Not your typical day in the life of a college student.
But the last month has been far from typical for Mohr and his political science classmates at Montana State University Billings. As part of their Public Opinion and Polling class, the students worked with political scientist Dr. Craig Wilson and sociologist Dr. Dan Lennon on developing, administering and analyzing a statewide poll.
The objective poll was likely the only one in the state produced by Montanans, not by a political party or a political action group, Wilson said. And the work has gained a lot of attention. As the results were being released on Oct. 23, Wilson was fielding calls from CBS radio, television stations in the region and political reporters from around the state. Results of the poll were picked up for use on cable political talk shows and on internet sites dedicated to latest office pastime of poll-watching.

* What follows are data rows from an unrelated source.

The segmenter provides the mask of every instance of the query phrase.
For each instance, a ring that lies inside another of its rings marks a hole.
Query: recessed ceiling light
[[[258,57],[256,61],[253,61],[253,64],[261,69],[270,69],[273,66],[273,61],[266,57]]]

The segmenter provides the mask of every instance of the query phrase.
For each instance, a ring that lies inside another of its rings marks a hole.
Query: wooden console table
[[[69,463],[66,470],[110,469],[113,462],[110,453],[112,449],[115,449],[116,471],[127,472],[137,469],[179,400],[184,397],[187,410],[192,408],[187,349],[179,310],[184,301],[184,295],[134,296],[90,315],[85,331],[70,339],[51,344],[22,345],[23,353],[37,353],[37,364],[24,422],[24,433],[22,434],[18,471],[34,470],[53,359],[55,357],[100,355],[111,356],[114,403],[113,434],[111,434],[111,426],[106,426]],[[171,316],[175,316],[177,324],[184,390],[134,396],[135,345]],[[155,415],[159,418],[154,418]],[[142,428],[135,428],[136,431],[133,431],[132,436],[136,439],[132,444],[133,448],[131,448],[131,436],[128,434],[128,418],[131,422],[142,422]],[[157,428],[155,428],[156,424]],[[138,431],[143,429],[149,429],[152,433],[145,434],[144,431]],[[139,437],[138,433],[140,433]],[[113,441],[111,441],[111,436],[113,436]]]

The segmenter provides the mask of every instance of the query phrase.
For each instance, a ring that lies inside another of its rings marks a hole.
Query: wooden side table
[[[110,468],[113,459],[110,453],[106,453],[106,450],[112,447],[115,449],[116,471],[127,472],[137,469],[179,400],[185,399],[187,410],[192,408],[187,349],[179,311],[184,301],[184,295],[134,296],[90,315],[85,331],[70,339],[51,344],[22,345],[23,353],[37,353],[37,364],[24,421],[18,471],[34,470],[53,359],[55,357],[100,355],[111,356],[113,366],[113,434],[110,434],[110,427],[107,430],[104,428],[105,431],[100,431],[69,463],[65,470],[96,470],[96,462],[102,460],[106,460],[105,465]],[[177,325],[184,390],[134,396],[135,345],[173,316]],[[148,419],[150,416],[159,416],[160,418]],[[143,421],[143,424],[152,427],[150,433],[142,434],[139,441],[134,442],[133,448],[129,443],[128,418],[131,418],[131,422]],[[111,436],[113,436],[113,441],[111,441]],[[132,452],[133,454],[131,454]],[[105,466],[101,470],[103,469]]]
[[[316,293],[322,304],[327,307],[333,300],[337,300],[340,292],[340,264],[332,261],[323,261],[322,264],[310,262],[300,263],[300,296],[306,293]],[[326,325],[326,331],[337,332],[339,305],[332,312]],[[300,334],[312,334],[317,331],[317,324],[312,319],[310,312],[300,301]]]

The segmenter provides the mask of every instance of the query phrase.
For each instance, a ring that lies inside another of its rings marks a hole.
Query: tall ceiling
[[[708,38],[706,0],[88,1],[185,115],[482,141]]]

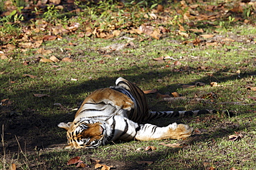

For the students, it was the first time in the spotlight.
“It was a great experience,” said Mohr, a junior from Park City. “Most of the people were willing to talk with me. It did help being a student.”
Charting opinions in the midst of a heated and historic presidential race as well as a strong gubernatorial campaign has been informative and exciting, students said.
“It was interesting to keep track of what people thought in different parts of the state,” said Jose Araya, a political science major from Costa Rica.
And even when the calls caught people eating dinner or doing other chores, they would sometimes request that the students call them back, said Jonna Jones, a senior from Fort Peck.
“I thought that was pretty cool,” Jones said.
The 13 students who took part in the poll not only worked to develop the questions, but worked at least three sessions on the phones. On average, they worked between 12 and 15 hours in the MSU Billings Computer Assisted Telephone Interviewing (CATI) lab. They completed 403 interviews for the survey, talking with people from Libby to Scobey and anywhere between the ages of 22 and 93.
The students gain much from this experience, Wilson said, not because their work becomes news and coffee break discussion, but because they are actually doing the science. They even use the raw output data for research papers.
“This is the only political science program in the university system where students actually get to do political science,” he emphasized.
The MSU Billings poll was started in 1989, and this year marks the 23rd survey of voter preferences and opinions. The phone survey was completed over the course of five nights between Oct. 16-20 and used a computer program that dials random phone numbers across the state. The methodology selects both the phone numbers and the members of a household to interview.
Dr. Scott Rickard, director of the MSU Billings Center for Applied Economic Research who also directs the CATI lab, said the students followed the same professional protocol and techniques used in other poll work. The only difference between their work and the work done by a professional organization is that the students were earning academic credit, not a paycheck.
“I was watching the students perform and they did a very adequate job,” Rickard said. “I think they made the process as unbiased as they could.”
Wilson said the poll serves to bring some heightened awareness to MSU Billings. He did more than 35 interviews with media outlets in October and will spend election night offering expert insights on a Billings television station.
“Because of this poll, there is a lot of interest in the program,” he said.
The students who took part in the MSU Billings poll this year were:
- Jose Araya Vega
- Justin Mohr
- Jillian Barber
- Nathan Morgan
- Amanda Hudson
- James Reed
- Jonna Jones
- Jacob Rhoades
- Travis Light
- Gregory Ryan
- Glynn Maddox
- David Thatcher
- Rachael Williams
PHOTO ABOVE: Montana State University Billings political science student Justin Mohr, from Park City, prepares to do some calling at the university’s Computer Assisted Telephone Interview lab for the most recent MSU Billings poll. The university’s political science and sociology departments have been doing the polls since 1989.